И сразу же все хасиды гудят в один голос:
— Доброй недели, доброго года[30], доброго года, доброй недели.
А благословение раввина звучит еще теплее, перекрывает голоса хасидов:
— Доброй недели, евреи! Богатой недели! Счастливой недели! Недели, исполненной Божьей помощи, исполненной утешения, исполненной доходов.
И этот теплый голос приближается к Зяме и желает ему и его брату:
— Доброй недели, реб Ури, доброй недели, реб Зяма!
Зяма отвечает слегка испуганно и опускает свою крепкую голову, как бык, которого хозяин оглаживает одной рукой, держа в другой ярмо с веревкой. Он благодарен раввину за такую честь, но в то же время боится его.

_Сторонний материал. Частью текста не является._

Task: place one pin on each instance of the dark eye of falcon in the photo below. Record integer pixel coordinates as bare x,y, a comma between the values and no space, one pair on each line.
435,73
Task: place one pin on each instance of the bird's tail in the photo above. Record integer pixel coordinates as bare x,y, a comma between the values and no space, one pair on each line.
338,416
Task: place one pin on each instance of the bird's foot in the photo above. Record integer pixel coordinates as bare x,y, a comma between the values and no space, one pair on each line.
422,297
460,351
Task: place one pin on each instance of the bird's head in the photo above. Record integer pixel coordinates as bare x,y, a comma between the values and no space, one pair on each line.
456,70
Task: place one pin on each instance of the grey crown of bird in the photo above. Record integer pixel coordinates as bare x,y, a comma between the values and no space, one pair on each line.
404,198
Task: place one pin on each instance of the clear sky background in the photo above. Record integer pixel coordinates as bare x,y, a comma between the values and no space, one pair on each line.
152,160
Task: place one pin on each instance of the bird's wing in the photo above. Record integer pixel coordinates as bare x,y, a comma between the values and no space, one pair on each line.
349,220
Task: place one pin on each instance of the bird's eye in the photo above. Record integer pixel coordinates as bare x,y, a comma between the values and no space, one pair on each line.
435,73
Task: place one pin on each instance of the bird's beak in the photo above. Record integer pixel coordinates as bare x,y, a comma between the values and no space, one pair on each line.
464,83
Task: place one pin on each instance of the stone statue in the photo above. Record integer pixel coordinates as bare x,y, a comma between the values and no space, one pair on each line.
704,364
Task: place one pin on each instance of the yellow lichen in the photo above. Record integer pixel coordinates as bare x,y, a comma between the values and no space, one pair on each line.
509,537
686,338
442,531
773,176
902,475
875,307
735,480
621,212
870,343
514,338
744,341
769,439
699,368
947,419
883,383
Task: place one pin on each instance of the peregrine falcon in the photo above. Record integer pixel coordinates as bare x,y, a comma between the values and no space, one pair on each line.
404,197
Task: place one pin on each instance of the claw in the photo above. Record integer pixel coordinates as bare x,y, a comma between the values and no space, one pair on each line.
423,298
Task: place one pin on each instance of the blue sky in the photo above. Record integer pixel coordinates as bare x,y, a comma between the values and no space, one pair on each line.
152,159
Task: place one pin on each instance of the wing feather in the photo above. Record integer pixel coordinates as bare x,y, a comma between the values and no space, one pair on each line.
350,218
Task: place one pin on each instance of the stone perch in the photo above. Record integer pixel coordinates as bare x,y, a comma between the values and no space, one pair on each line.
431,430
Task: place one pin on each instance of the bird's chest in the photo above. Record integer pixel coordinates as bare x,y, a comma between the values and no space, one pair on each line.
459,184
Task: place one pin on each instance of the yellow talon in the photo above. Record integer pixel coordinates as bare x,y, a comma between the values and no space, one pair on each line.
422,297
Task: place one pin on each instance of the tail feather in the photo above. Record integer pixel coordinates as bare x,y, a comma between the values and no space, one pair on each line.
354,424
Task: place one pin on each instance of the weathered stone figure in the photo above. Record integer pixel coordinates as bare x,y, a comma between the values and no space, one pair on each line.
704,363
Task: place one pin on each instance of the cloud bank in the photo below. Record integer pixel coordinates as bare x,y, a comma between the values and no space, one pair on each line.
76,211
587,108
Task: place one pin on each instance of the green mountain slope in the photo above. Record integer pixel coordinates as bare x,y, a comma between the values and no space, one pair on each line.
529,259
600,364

По дороге домой Зяма хмурится и молчит. Ему кажется, что зеленые колдовские глаза серебряной птицы-годеса глядят на него из мрака ночи. Он чувствует себя чужим в густой тьме хасидизма. А рядом идет Ури и утверждает, что мысли, которые сегодня излагал раввин, были необыкновенно возвышенными. То есть не просто возвышенными — выше высокого!.. Но Зяма чувствует, что Ури больше хвалится и на самом деле понял далеко не все. Вздумал, что ли, похвастаться перед ним своей ученостью? То есть: «Богат-то ты, Зяма, таки богат, но уж хасидизм — извини!..» Это начинает сердить Зяму. Он чувствует себя еще более одиноким, еще более покинутым среди будничной, осенней уличной сырости. И обращается к брату со скрытым раздражением и на его ученость, и на свое невежество:
— А скажи-ка мне, кто такие эти «Юдка» и «Вофка», которых раввин все поминал?
Ури пугается Зиминых слов. Отшатывается от него, как от пьяного:
— Ты хоть знаешь, что говоришь, Зяма? Это… Это…
— Что это?
— Это неизреченное Имя Господне. Его нельзя так… нельзя произносить так, как ты произносишь.
— А раввин произнес раз сто.
— Но не в открытую и без насмешки… а ты!..
— Ох, — говорит Зяма и краснеет за себя самого в сырой ночной тьме. — Не надо было меня туда вести. Я туда не гожусь.
Ури молчит. Зяма втолковывает ему:
— Почему он обо всем говорит намеками? Тора должна быть для всех, а не для горстки знатоков, избранных, таких, как… как… понимаешь?
Чувствует Ури, что брат его Зяма рассержен, что он, бедняга, несчастен из-за собственного невежества. Ури пускается в разъяснения. Но Зяма перебивает:
— Да-да… Но к хасидам я больше не пойду. Это не для меня. Доброй недели, Ури!